Bactéria não é uma questão de esquerda e direita’, diz ministro da Saúde sobre polêmica do detergente Ypê
13 de maio de 2026 Postado em: Destaques Saúde Nenhum comentário
O ministro da Saúde, Alexandre Padilha, fez um alerta sobre a disputa política e ideológica que foi criada em torno do caso da contaminação por uma bactéria de detergentes e outros produtos da marca Ypê, reforçando que o problema é uma questão sanitária e que nada tem a ver com posições ou opiniões.

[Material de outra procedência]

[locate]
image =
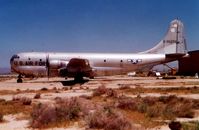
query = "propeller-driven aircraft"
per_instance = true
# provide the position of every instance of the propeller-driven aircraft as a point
(78, 65)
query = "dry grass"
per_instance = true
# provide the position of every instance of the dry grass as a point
(1, 117)
(64, 110)
(37, 96)
(102, 90)
(176, 90)
(13, 107)
(108, 120)
(165, 107)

“Uma bactéria em um detergente não é uma questão de esquerda ou direita. Não importa em quem você votou ou pretende votar. A acusação de perseguição à empresa [Ypê] não faz nenhum sentido. A inspeção que encontrou irregularidades na fábrica foi feita por técnicos da Anvisa nacional, com a vigilância sanitária do governo do estado de São Paulo, que não é do PT, e da prefeitura de Amparo, que não foi indicada pelo presidente Lula. Ou seja, ligada a três governos diferentes. E o diretor da Anvisa que é responsável por essa área que determina a suspensão [da venda de produtos] foi indicado pelo governo Bolsonaro, foi, inclusive, secretário do ministro da Saúde do Bolsonaro”, declarou Padilha em um vídeo publicado nas redes sociais.
O argumento de que a Ypê estaria sendo perseguida pelo governo do presidente Luiz Inácio Lula da Silva (PT) no caso que aponta contaminação concreta dos produtos por uma perigosa bactéria passou a ser disseminado por políticos bolsonaristas de grande expressão, como o deputado federal Nikolas Ferreira (PL-MG), que publicou um vídeo no qual faz tal relação.
Segundo Nikolas, o fato de os donos da Ypê terem doado 1,5 milhão de reais para a campanha de Jair Bolsonaro em 2022 teria sido determinante para a Anvisa fazer a proibição da venda dos produtos, de maneira a beneficiar sua concorrente, a Minuano, que pertence aos irmãos Wesley e Joesley Batista, apontados como aliados de Lula pelo parlamentar.
O movimento gerou adesão de apoiadores, que passaram a fazer sátiras da proibição da Anvisa e até a publicar fotos e vídeos em que aparecem supostamente bebendo o detergente contaminado da Ypê.
“Ninguém está tentando destruir empresa nenhuma. Estamos falando de um risco sério: a bactéria que foi encontrada em produtos [da Ypê] pode desenvolver resistência a antibióticos. Não dá para arriscar. O alerta é para produtos com o lote com final um. Se você encontrar esses produtos na sua casa, não utilize, não jogue fora e não beba. Deixe guardado em lugar seguro. Dependendo da decisão final da Anvisa, a empresa será obrigada a recolher e ter que te ressarcir”, completou Padilha.
Em outro momento, o ministro da Saúde também comparou a situação com as posições políticas que surgiram durante a pandemia da Covid-19, quando os bolsonaristas criticavam a vacinação e defendiam o uso de medicamentos sem eficácia. Ele ainda lembrou algumas dessas posições negacionistas e associou a fortes apoiadores de Jair Bolsonaro, como o empresário Luciano Hang, que, agora, no caso da Ypê, chegou a publicar um vídeo no qual aparece utilizando o produto proibido e menosprezando a gravidade da situação.
“Quem, hoje, está fazendo gracinha, lavando louça [com esses produtos Ypê contaminados], estava, até outro dia, aplaudindo quem fez chacota de pessoas morrendo sem oxigênio na pandemia [da Covid-19], falando que a vacina ia te transformar em jacaré, deixando de comprar vacina para gastar dinheiro público em cloroquina. Quem você acha que está preocupado com a sua saúde? Técnicos da Anvisa, da vigilância do estado de São Paulo, da prefeitura de Amparo ou essa turma?”, finalizou o ministro.